Saya punya teman dekat di ujung dunia sana yang baru saja galau bahkan lebih dari sekedar galau karena putus cinta. Pacar yang dipujanya itu kini pergi meninggalkan dia. Masuk akal ketika dia galau hingga frustrasi, depresi dan hilang asa begitu dia menyebut kondisi dirinya sendiri karena hubungan mereka sempat merencanakan pelaminan. Wow! Sebagai teman baik, saya ikut prihatin dan membantu memulihkan perasaannya kembali.
Melihat dirinya “down” dan depresi, saya minta dia mencari bala bantuan. Berikut kutipan dia saat saya minta cari pertolongan,
“Saya mau cerita ke orangtua, malu karena saya terlalu memuja mantan. Saya mau curhat ke teman, belum tentu didengarkan, bisa jadi dicibir dan mungkin bahan gosip. Saya mau cari Konselor ahli, saya perlu atur jadwal dan pakai biaya lagi. Saya mau datang ke pemuka agama, wong saya jarang beribadah. Saya bingung, Jeng,” katanya terbata-bata saat video call dengan Skype.
Lalu saya merespon begini, “Lah, saya temanmu juga. Kamu malah cerita ke saya?”

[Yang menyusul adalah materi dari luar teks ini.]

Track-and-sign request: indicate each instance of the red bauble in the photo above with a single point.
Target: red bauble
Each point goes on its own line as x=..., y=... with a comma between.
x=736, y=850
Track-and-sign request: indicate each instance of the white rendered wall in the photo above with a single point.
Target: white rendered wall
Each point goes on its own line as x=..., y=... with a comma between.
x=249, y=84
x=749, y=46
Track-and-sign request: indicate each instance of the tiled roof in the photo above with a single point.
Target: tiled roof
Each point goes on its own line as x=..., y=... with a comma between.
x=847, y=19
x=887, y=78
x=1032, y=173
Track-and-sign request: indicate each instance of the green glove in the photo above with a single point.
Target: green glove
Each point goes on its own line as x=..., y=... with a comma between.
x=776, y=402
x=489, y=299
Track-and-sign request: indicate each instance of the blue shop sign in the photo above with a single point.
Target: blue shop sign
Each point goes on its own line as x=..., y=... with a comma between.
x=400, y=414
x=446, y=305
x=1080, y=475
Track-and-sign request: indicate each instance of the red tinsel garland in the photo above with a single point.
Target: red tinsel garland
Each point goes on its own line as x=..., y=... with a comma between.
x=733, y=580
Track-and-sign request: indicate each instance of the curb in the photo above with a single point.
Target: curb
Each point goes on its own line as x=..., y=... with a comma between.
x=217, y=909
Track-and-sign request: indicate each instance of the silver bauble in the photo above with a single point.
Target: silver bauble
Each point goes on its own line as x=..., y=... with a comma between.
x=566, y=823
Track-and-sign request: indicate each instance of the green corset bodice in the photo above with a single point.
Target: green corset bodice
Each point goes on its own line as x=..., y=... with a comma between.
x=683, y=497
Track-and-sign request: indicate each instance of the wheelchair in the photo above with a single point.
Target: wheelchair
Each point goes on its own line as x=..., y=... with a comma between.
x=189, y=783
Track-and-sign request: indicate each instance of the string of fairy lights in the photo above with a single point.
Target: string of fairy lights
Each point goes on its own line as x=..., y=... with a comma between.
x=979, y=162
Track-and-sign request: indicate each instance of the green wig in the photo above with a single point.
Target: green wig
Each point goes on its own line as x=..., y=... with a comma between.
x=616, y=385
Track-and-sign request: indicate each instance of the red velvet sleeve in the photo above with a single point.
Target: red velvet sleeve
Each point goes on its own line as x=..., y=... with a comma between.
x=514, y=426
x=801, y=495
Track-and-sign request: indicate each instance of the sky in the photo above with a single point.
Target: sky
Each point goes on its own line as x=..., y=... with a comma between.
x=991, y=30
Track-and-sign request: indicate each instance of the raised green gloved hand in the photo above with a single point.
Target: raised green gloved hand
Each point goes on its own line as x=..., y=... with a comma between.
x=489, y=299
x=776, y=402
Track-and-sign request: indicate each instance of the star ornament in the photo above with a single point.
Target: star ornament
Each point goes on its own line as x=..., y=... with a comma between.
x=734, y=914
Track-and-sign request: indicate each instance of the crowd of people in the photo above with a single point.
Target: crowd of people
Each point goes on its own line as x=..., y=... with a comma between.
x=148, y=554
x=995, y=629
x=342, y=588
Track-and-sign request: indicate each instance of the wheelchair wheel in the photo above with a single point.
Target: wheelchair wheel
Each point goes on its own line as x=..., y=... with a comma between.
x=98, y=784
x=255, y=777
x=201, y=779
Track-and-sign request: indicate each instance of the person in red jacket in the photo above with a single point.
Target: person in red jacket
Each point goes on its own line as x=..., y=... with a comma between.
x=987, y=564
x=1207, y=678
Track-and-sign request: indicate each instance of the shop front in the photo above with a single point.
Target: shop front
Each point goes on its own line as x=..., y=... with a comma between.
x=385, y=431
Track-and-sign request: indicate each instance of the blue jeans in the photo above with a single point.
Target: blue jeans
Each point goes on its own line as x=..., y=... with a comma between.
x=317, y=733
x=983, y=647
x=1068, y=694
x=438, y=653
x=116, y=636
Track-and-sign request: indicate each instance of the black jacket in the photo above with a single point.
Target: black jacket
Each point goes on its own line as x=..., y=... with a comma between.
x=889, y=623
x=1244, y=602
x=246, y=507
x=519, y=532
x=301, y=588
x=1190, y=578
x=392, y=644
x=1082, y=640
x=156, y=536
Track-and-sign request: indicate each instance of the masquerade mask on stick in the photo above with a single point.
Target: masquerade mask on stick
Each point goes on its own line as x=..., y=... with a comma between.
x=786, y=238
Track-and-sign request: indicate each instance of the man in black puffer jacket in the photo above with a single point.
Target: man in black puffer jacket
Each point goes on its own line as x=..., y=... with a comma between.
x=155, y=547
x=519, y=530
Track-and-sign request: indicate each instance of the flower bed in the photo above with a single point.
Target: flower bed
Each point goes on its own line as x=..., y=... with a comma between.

Dengan alasan saya bisa membantunya, saya minta dia keluar dari situasi terpuruk tersebut. “Hey, move on! Do not hang on him!” seru saya padanya.
***
Membantu teman saya tersebut, sudah dua kali saya dapat email darinya yang berisi apa yang ingin ditulisnya. Yups, saya minta dia menulis, bukan posting status. “Tulislah apa yang ingin kamu tulis! Bisa kemarahan, kesedihan, puisi, cerita masa lalu dengan dia, masa depan tanpa dia, atau apa saja.” kata saya menasihati.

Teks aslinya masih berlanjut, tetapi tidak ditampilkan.